Demonstration of a memory for tightly guided light in an optical nanofiber

TL;DR

This paper demonstrates slow-light and quantum memory using a tightly confined optical mode in a nanofiber coupled with cold atoms, achieving controlled light storage and retrieval with potential for fiber-based quantum networks.

Contribution

It presents the first experimental realization of light storage in a nanofiber-atom system with controlled coherence and efficiency, advancing fiber-integrated quantum memory technology.

Findings

Achieved 10% efficiency in storing and retrieving single-photon level pulses.

Observed collapses and revivals controlled by magnetic fields.

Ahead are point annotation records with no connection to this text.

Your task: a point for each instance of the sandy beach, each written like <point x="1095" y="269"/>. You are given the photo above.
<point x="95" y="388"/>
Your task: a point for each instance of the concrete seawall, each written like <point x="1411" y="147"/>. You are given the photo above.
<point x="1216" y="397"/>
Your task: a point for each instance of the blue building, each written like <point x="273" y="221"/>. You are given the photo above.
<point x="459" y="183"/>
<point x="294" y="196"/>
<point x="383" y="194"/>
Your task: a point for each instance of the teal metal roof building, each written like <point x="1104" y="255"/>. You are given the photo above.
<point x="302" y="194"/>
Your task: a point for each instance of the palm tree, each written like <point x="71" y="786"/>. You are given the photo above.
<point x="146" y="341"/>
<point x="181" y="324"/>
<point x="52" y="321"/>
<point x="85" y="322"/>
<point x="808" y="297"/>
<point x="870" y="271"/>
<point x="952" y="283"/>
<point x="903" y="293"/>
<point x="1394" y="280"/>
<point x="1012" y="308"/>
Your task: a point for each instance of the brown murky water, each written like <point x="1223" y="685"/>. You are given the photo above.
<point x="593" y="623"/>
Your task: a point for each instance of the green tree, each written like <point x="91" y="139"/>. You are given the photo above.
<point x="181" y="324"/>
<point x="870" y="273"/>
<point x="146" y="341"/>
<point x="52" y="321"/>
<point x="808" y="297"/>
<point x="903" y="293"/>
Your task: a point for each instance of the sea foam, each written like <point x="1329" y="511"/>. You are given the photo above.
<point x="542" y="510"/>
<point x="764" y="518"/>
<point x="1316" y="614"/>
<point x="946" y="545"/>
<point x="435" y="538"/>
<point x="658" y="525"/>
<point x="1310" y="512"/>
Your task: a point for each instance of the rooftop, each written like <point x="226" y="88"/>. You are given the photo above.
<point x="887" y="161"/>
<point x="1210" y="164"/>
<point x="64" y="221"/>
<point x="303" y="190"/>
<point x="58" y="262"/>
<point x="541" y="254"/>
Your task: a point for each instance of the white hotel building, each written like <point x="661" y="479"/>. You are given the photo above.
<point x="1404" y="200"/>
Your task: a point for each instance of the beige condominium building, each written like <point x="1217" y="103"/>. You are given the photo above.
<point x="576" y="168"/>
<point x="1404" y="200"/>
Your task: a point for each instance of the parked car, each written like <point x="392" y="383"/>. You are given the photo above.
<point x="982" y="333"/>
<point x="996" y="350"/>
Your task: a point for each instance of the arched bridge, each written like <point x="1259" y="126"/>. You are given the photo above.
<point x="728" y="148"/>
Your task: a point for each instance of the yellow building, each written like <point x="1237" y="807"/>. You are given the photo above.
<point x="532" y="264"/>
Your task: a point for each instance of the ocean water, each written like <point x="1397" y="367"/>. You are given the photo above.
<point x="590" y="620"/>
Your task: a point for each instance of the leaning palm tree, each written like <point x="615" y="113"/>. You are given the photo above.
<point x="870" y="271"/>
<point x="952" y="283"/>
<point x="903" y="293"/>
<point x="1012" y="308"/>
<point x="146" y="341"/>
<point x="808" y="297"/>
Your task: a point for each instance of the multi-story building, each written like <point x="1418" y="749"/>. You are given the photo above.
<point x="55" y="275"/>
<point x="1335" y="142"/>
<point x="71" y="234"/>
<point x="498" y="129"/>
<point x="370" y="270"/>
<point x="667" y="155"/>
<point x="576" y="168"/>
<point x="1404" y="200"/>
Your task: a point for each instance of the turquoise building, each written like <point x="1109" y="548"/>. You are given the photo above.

Demonstrated strong evanescent field interaction enabling subdiffraction optical mode coupling.

Abstract

We report the experimental observation of slow-light and coherent storage in a setting where light is tightly confined in the transverse directions. By interfacing a tapered optical nanofiber with a cold atomic ensemble, electromagnetically induced transparency is observed and light pulses at the single-photon level are stored in and retrieved from the atomic medium with an overall efficiency of (10 +/- 0.5) %. Collapses and revivals can be additionally controlled by an applied magnetic field. Our results based on subdiffraction-limited optical mode interacting with atoms via the strong evanescent field demonstrate an alternative to free-space focusing and a novel capability for information storage in an all-fibered quantum network.